WAVES of sadness
Loss leaves vestiges of grief that we can learn to cope with
Weeks after my oldest daughter was born, I went on a stroller walk with her around our neighborhood. My mother had died seven years before and my father three years before. So her birth had left me on an emotional high after many years of grieving. At one point on our walk, I heard “honks” of a goose loudly overhead.
My dad loved to hunt geese as much for the ritual of explaining and participating in it with other people. The goose sound I heard immediately conjured an image of him. And I suddenly burst into tears as a familiar sadness filled my body.
What I experienced, experts say, is a grief trigger. Well after the intense grief of an immediate loss has faded, and you think you’ve moved on, something happens out of the blue to revive it.
“A lot of people use the metaphor of waves of grief. Just when you think you are getting back on your feet, you are knocked over by a wave that you didn’t see coming,” says Camille Wortman, professor emeritus at Stony Brook University and an expert on grief and bereavement. “I think that’s a good metaphor.”
Many people who have experienced loss will have experience with grief triggers, but research about them is limited. A recent study noted there had been only a handful of research papers on the phenomenon in the past two decades — despite how significant such triggers are in the “grief recovery trajectory.”
Recently, experts have started to use the term grief “activator,” rather than “trigger.” There’s “the realization that for a lot of folks, hearing words that are associated with how their person died can also be activating. And so, every time we use the word trigger, it can call to mind ideas of homicide and gun violence, anything that involves a trigger,” says Jana DeCristofaro, a grief support group facilitator at the Dougy Center, a Portland, Oregon-based nonprofit group that supports grieving children and young adults.
Some grief activators are more predictable than others, like the ones tied to calendar dates, such as holidays, anniversaries and birthdays, and events such as a birth, graduation, wedding or retirement, Wortman said.
Others are tied to our senses, such as hearing a song on the radio that reminds you of the person you lost or eating a food that reminds you of them or seeing someone who looks like them, said Sarah Kroenke, co-founder of the Grief Club of Minnesota.
“What activates grief is the awareness of the loss. It’s something that brings to mind the loss,” says M. Katherine Shear, professor of psychiatry at Columbia University.
Annie Sperling’s husband, Adam, died of a virulent type of brain tumor in 2020. Her grief is often activated on special milestone celebrations, but also by movies, food and sporting events her husband loved.
“There are times where I’ve been driving in the car and all of a sudden a song comes on the radio that reminds me of Adam, and I’ll break down in tears,” Sperling says.
In my case, after hearing the call of those geese, I spent the next several days missing my dad, feeling sad even as I was a happy new mom. Sperling notes that her activators can evoke a “multitude of emotions, including happiness, sadness, anger, disbelief and doubt.”
Grief triggers are hard to avoid, but Wortman and other experts said there are things that bereaved people can do to try to manage these moments.
Create a plan in advance for the predictable dates that trigger sadness. The plan should be realistic and simple, Kroenke says. “Have a moment of silence, light a candle, so that day doesn’t come and go and you feel like we didn’t do anything to acknowledge that person, but also that it doesn’t feel too overwhelming with the anticipation of those holidays coming up,” she says.
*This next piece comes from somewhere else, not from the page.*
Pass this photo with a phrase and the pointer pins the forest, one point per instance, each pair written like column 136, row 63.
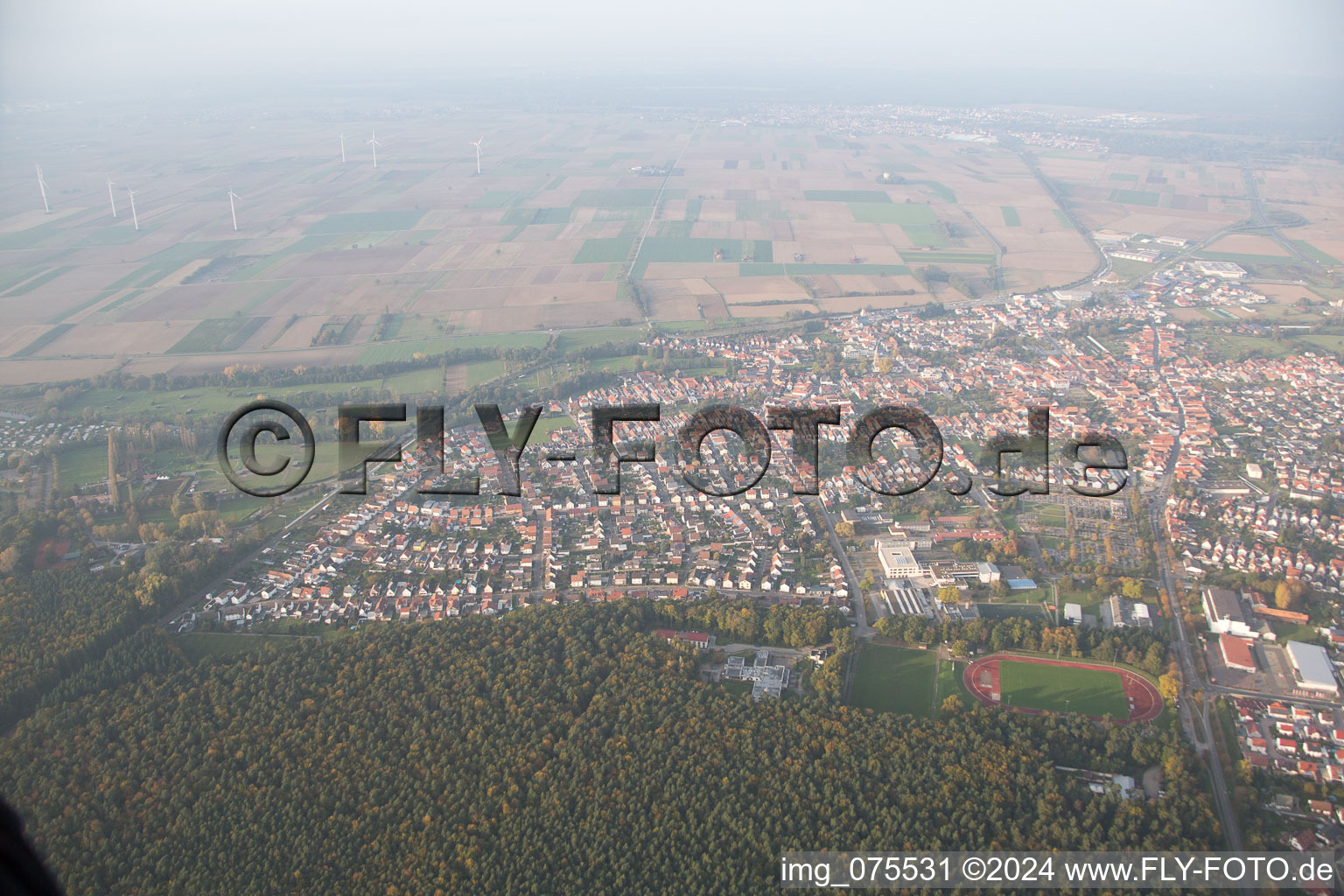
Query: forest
column 554, row 750
column 57, row 618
DeCristofaro suggests building up your capacity to deal with these difficult time periods by establishing a tool kit of activities or resources you can turn to when a grief activator occurs. Kroenke and DeCristofaro both suggest having a person that you can call for support, journaling and taking a deep breath. Therapy, support groups, music, exercise, and meditation can also help.
Experts emphasize the importance of self-compassion when a grief activator occurs. When we give ourselves permission to have our emotions, then sometimes grief activators don’t feel so scary or overwhelming, DeCristofaro says.
All the experts say it’s important to remember that grief activators are a part of the grieving process. “In the clinical world of providing grief support, (they are) not viewed as a step backward, but rather just a natural and normal part of the grieving process,” Kroenke says. But, if unmanageable, experts advise bereaved individuals to speak to a grief therapist to process any potential unresolved issues.
DeCristofaro suggests trying to shift from viewing grief activators as a negative experience to an opportunity to feel connected to the person that we lost, despite the feelings that it may evoke.
Grief activators remind us “of the reality that the people in our life who have died meant something to us. They played a meaningful role in our lives and that they continue to play a meaningful role in our life even if they are not here in their physical form,” DeCristofaro says.